Si Raphaël Pfeiffer entretient un rapport intime avec sa monture, il ne s’agit pas d’une relation symbiotique. Au contraire, son «fixie» recouvert d’autocollants et de crasse est avant tout utilitaire. Il sera usé jusqu’au dernier crissement de fatigue. «Pour moi, un bon vélo est simplement un vélo qui roule. J’aime bien me moquer des gens et leur prouver que ce n’est pas parce que tu as un cadre en carbone pesant 6 kilos que tu vas aller vite.»
Parti d’un rêve commun aux coursiers lausannois, les Championnats du monde seront l’occasion de dévoiler enfin aux cyclomessagers du globe les difficultés de pédaler sur les pentes de leur ville. Depuis les multiples victoires de deux membres de Vélocité, Raphaël Faiss et Dominique Metz, devenus respectivement trois fois champions du monde et d’Europe entre 2001 et 2006, la capitale vaudoise est redoutée par la communauté coursière.
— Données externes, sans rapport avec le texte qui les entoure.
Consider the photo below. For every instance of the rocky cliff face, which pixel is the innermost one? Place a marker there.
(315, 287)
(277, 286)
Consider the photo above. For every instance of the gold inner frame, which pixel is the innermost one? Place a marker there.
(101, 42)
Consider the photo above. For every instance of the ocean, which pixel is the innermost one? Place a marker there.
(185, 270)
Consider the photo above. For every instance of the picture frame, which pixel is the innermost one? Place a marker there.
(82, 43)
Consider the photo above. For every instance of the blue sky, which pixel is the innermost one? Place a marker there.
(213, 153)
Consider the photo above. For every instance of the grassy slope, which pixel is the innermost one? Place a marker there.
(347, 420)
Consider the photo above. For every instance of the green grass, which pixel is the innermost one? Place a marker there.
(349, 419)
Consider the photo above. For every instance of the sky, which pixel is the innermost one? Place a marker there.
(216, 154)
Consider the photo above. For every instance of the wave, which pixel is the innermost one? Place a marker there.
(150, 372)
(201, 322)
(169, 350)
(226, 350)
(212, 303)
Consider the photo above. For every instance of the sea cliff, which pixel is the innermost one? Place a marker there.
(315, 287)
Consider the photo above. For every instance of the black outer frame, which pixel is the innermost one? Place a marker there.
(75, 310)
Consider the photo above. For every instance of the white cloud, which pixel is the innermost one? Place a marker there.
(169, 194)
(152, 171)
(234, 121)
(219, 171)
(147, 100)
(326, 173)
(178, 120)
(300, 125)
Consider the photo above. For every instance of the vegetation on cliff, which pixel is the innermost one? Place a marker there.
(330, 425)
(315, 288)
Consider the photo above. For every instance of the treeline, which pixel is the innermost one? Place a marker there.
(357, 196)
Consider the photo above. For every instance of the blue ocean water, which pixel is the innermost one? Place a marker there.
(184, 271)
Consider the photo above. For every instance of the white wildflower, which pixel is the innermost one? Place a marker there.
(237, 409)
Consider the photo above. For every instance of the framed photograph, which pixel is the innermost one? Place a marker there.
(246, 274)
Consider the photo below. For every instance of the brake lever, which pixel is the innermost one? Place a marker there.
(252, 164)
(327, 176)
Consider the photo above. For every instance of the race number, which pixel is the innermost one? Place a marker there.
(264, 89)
Raphaël Pfeiffer: «Avec Faiss et Dom, le mythe du coursier lausannois est né. En 2007, ils ont voulu à leur tour organiser un événement. Ce fut des championnats suisses et le succès qu’ils ont remporté nous a tous galvanisés. Deux ans plus tard, en rentrant des Championnats du monde de Tokyo, on a décidé avec Blaize Felberbaum, le président du comité, d’organiser une fois un grand championnat. D’Europe ou du monde. On sentait qu’on en avait les moyens, mais on attendait un signal.»
Une année plus tard dans un élan de spontanéité, Raphaël et deux collègues organisent une «Alleycat», une course décrite comme sauvage, ralliant différents postes en pleine circulation. Ils la baptisent «A poil!» Les participants affluent de toute l’Europe. Les distances sont longues, les coursiers doivent se déshabiller peu à peu et effectuer des livraisons originales comme des préservatifs pleins de lait condensé et en gober le contenu à l’arrivée. «Deux mecs de Freiburg m’ont promis que si on organisait un championnat ils viendraient. Ils n’étaient pas les seuls. J’ai vu ça comme un signal.» Le cyclo-messager en parle à Blaize Felberbaum ainsi qu’à la coursière Joséphine Reitzel. Tous trois montent un dossier de candidature qu’ils veulent présenter aux Championnats du monde de 2011 à Varsovie. «C’était un dossier béton. Il était imprimé en français et en anglais. On avait travaillé le design, fait un logo et il y avait même une lettre signée par le syndic Daniel Brélaz», se souvient Raphaël Pfeiffer.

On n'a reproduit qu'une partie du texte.